Friday, May 25, 2012

True or False: Love = Affection

Love is a biblical mandate and is foundational to a successful marriage. You choose to love someone else by putting their needs above your own. It’s a commitment of your will. “Love is patient, love is kind. It does not envy, it does not boast, it is not proud. It is not rude, it is not self-seeking, it is not easily angered, it keeps no record of wrongs. Love does not delight in evil but rejoices with the truth. It always protects, always trusts, always hopes, always perseveres. Love never fails." Affection is the kind of love that leaves you feeling close, safe, and cared for. In marriage, you feel the passion, and the loving acts become person specific. Affection is also important between parent and child. An affectionate family makes a child feel close, safe, and cared for as well. Affection must be an ingredient in all healthy personal relationships, including those with friends and extended family.

Friday, May 18, 2012

"You cannot give what you do not have"

With this idea, we need to not be overwhelmed by it, instead we need to prepare and take time to learn certain qualities that we will need for the future. Yes, in certain peoples lives, they weren't able to fully develop in certain ways and therefore, this might seem hard.

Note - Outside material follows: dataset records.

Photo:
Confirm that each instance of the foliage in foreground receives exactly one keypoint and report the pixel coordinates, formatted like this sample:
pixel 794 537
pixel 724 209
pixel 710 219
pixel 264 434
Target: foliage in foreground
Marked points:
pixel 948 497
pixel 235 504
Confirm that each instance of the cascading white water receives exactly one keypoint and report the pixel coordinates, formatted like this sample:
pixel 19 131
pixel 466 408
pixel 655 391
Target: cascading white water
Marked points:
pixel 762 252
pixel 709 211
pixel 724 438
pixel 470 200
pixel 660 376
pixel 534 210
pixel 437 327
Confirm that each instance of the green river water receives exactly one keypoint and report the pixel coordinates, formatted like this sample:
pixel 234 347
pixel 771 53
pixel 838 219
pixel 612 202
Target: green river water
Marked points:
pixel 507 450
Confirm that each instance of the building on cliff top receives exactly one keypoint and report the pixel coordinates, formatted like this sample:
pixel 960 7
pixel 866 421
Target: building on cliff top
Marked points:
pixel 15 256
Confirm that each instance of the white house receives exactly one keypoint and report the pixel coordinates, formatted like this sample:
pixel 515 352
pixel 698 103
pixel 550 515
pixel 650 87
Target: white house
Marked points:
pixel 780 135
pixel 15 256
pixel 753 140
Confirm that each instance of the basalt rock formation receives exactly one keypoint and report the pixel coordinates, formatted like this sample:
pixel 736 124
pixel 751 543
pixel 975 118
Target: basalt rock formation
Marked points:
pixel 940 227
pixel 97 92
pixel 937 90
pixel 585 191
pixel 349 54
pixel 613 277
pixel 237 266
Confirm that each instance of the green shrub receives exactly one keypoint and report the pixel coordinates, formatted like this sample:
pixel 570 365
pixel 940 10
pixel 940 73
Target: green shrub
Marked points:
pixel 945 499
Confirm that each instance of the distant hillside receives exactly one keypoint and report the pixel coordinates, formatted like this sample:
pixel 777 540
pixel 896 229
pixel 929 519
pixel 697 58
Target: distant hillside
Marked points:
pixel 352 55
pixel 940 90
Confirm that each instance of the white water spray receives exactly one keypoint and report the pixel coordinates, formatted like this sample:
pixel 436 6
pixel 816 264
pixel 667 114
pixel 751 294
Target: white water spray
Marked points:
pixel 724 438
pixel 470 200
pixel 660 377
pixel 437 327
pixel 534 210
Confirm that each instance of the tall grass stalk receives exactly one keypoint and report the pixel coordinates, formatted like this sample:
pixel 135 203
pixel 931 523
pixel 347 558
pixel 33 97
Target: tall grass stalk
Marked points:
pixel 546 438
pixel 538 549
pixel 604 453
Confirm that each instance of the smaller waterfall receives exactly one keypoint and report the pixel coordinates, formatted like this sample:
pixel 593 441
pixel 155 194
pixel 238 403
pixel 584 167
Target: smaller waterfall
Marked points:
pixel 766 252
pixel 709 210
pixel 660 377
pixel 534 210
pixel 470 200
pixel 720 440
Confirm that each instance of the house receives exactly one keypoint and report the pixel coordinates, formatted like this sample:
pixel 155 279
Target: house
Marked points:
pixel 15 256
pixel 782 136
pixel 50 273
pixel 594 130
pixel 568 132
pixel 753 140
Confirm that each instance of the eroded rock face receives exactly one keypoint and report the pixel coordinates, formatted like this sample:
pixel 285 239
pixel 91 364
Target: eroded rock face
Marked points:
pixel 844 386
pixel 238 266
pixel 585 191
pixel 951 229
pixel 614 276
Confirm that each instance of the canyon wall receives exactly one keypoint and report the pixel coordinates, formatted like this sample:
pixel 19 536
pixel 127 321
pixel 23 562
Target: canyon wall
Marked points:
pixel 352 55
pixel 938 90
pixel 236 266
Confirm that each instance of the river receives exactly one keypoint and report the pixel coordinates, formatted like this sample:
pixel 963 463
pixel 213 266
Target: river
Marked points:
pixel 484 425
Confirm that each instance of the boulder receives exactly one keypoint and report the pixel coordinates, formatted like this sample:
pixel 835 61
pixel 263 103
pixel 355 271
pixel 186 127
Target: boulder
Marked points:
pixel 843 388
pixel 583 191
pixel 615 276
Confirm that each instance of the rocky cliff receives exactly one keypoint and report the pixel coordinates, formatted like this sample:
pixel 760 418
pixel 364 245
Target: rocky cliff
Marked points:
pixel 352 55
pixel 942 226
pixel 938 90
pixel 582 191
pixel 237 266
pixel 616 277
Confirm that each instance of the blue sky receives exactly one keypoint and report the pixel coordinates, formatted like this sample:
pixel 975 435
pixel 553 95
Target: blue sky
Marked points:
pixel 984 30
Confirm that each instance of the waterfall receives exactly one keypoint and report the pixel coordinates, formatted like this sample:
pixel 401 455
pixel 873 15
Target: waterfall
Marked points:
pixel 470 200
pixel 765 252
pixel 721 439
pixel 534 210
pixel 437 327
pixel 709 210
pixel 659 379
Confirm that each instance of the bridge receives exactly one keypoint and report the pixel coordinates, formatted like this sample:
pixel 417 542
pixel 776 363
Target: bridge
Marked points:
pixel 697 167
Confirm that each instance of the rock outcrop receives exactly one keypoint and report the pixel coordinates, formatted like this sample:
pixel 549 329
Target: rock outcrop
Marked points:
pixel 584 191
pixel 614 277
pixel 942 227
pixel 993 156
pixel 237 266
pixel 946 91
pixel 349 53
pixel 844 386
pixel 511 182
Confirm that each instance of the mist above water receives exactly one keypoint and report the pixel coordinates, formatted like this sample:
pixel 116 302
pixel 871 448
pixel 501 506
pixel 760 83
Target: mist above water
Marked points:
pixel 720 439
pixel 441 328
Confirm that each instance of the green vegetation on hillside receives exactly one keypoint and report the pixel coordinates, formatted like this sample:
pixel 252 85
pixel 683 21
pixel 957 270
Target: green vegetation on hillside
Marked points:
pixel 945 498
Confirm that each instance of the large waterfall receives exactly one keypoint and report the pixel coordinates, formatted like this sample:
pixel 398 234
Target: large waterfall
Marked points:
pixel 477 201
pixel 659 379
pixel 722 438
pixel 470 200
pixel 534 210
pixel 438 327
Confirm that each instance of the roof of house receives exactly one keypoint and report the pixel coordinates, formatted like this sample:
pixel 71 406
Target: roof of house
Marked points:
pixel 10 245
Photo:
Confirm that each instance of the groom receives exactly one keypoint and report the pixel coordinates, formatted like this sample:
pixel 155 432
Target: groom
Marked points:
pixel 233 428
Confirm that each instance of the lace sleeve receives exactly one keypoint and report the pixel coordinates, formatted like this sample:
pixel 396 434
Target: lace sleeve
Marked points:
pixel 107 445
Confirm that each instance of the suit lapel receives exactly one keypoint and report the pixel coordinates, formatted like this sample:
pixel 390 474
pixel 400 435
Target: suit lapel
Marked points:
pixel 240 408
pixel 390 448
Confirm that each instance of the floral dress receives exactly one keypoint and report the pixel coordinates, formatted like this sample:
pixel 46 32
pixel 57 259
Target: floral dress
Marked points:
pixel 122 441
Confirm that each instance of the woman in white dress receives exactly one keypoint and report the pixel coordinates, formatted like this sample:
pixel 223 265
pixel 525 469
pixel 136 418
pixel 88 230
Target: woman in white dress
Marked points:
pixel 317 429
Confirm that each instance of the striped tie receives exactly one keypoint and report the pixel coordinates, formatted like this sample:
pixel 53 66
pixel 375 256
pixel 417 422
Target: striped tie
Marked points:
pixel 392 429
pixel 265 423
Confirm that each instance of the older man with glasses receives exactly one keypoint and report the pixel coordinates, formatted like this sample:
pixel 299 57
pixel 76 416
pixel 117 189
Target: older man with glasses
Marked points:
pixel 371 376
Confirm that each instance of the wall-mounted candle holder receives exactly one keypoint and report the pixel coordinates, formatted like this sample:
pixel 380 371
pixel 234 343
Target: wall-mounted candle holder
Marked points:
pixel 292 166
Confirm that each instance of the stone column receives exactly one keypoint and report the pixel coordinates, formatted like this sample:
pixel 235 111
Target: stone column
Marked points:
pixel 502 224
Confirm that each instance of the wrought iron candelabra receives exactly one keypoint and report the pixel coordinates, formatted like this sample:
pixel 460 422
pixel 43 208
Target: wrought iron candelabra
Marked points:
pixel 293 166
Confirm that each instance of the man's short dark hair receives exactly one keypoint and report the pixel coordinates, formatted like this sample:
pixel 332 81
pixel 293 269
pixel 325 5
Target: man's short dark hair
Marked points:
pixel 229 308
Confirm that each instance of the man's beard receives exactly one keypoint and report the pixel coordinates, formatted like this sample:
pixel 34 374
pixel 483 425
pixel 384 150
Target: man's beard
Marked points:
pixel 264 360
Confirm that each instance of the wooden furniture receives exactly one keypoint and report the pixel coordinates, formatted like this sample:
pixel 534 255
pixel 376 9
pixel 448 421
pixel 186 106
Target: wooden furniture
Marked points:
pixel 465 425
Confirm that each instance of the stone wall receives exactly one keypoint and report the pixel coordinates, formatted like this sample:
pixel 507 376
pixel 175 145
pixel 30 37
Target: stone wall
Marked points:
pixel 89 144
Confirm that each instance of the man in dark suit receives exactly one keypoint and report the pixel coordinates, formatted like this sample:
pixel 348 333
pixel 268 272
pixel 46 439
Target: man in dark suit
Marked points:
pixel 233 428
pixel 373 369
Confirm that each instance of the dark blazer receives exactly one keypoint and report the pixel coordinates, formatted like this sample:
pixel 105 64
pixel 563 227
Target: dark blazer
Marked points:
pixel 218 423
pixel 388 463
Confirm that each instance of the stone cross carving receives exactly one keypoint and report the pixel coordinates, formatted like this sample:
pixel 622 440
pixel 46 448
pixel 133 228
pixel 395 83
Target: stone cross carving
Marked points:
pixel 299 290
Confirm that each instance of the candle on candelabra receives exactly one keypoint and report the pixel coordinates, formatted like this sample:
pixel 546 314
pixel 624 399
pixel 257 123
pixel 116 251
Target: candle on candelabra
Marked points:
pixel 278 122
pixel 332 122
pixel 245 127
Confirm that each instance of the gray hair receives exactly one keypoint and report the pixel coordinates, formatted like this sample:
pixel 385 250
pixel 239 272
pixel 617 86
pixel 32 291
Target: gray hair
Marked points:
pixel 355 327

For example, if you don't have a positive outlook on life, how would you be able help someone that is on the verge of taking their life? That example is very far fetched and dramatic, but if they aren't happy to be living life, then they more than likely wont be able to share their joys with others. I think that the best way to break this cycle is to get out there and do things that you aren't used to or even super confident in. Jump in and try  it out. The more you are around it, the more likely you will be to develop an understanding as to how you should act or treat people in situations.

Saturday, May 12, 2012

"We badly need to raise our boys more like our girls"

I think this has some truth to it. The reason being is that I think it is key to help them more aware of caring after those around them. BUT the problem with this is that men are supposed to be men. They need to take on a role of taking care of the family and protecting them in all situations. If we say that we need to raise them more like girls, we are taking away their key role in this life. This could also lead to creating a more gay society. Over the past few years while seeking out for a companion, the guys that I tend to like more off the bat are those that are challenging to me and that take the time to listen. In most cases, they have developed these qualities from having sisters. To me, that is a great thing! I think instead of saying we need to raise them to be more like girls, we need to raise them most like gentlemen.

Saturday, May 5, 2012

This last week in class we briefly talked about dates within marriage. Sometimes i feel as though this is something that becomes over looked when in a marriage because there are several other things that are more immediate. This should not be the case. A few years ago, a really good guy friend of mine was talking to me about the worries that he had about his parents. He had just found out that they had planned on getting a divorce. He was worried that his life was going to be incomplete and confusing because there wouldn't be that solid foundation of family togetherness. After talking to him I realized the fact that his parents, having 10 children, never took time to be together with one another outside the house. It made me consider my future marriage and what I wanted to keep in mind at that time. My own parents have had a rocky marriage here and there, but through all the stresses that have came their way, they have started going on dates now that there aren't any children left at home. It pleases me to know that by doing this, they are finding that true love that was there when they first got married.